I posted a play in Book suggestions and found I can post it here too.

[PLAY] The Wonder-Working Magician by Pedro Calderón de la Barca 1637

https://en.wikipedia.org/wiki/Pedro_Calder%C3%B3n_de_la_Barca

http://www.gutenberg.org/ebooks/6372


The second drama in this volume, "The Wonderful Magician", is perhaps better known to poetical students in England than even the first, from the spirited fragment Shelley has left us in his "Scenes from Calderon." The preoccupation of a subject by a great master throws immense difficulties in the way of any one who ventures to follow in the same path: but as Shelley allowed himself great licence in his versification, and either from carelessness or an imperfect knowledge of Spanish is occasionally unfaithful to the meaning of his author, it may be hoped in my own version that strict fidelity both as to the form as well as substance of the original may be some compensation for the absence of those higher poetical harmonies to which many of my readers will have been accustomed.

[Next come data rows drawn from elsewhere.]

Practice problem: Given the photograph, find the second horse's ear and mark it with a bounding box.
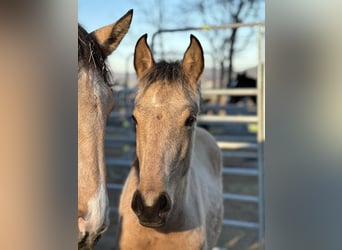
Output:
[182,35,204,84]
[134,34,154,78]
[90,10,133,57]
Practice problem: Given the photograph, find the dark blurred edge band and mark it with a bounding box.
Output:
[0,0,78,250]
[0,0,342,250]
[265,0,342,250]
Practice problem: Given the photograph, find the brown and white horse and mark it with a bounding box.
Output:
[118,35,223,250]
[78,10,133,249]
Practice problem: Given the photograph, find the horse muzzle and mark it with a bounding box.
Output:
[131,190,172,228]
[78,214,109,250]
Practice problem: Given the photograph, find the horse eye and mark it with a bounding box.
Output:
[185,115,196,127]
[131,115,137,124]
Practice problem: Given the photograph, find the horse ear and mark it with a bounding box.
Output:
[134,34,154,78]
[182,34,204,83]
[90,10,133,57]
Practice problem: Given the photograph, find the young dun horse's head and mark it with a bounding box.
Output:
[131,35,204,228]
[78,10,133,249]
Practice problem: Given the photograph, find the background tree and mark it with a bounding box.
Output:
[180,0,263,88]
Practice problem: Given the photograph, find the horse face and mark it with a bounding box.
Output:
[131,35,204,227]
[132,83,198,227]
[78,11,133,249]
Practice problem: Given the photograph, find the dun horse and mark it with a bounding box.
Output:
[78,10,133,249]
[118,35,223,250]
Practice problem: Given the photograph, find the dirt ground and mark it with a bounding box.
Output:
[95,101,259,250]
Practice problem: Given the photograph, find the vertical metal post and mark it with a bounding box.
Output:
[257,24,265,250]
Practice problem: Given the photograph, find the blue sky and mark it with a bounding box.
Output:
[78,0,265,82]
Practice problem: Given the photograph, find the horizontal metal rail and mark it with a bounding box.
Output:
[223,193,259,202]
[222,219,259,229]
[217,141,258,149]
[222,167,259,176]
[222,151,258,159]
[201,88,258,96]
[198,115,258,123]
[106,157,133,167]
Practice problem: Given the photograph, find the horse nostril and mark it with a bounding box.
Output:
[131,190,144,216]
[158,193,171,215]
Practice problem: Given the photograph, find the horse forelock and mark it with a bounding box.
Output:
[135,61,201,110]
[78,24,112,86]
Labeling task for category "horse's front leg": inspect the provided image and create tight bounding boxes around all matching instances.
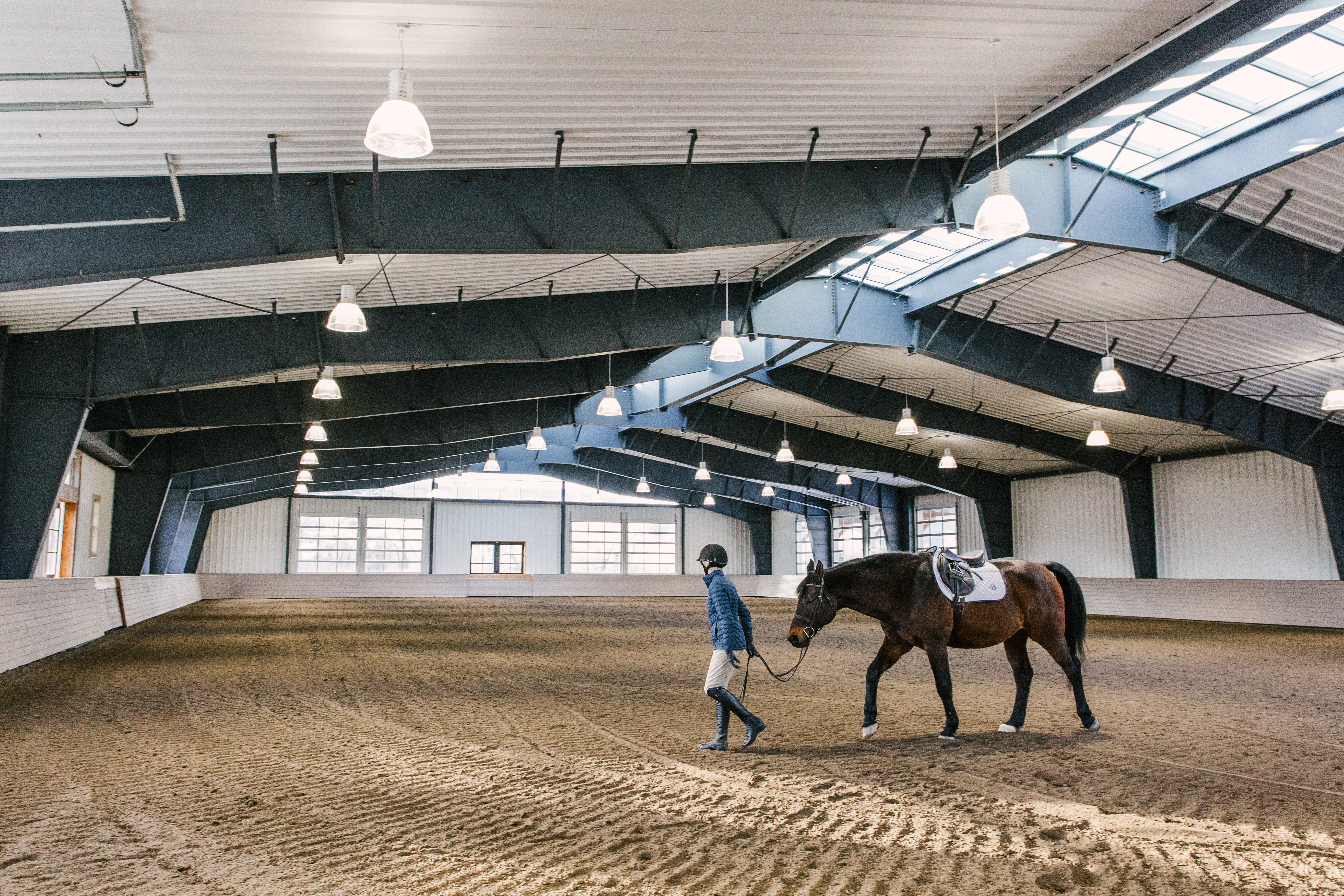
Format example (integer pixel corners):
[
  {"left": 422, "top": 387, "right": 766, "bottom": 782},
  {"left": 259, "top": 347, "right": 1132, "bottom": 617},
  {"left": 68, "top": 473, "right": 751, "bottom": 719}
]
[
  {"left": 859, "top": 626, "right": 913, "bottom": 740},
  {"left": 925, "top": 643, "right": 961, "bottom": 740}
]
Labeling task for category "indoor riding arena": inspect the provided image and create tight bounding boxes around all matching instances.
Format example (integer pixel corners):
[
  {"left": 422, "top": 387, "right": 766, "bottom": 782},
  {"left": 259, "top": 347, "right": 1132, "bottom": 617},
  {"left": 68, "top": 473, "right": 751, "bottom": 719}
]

"El Magico Prodigioso" appeared for the first time in the same volume as "La Vida es Sueno", prepared for publication in 1635 by Don Joseph Calderon. The translation is comprised in the same number of lines as the original, and all the preceding remarks on "Life is a Dream", whether in reference to the period of the first publication of the drama in Spain, or the principles I kept in view while attempting this version may be applied to it. As in the Case of "Life is a Dream", "The Wonderful Magician" has previously been translated entire by an English writer, ("Justina", by J.H. 1848); but as Archbishop Trench truly observes, "the writer did not possess that command of the resources of the English language, which none more than Calderon requires."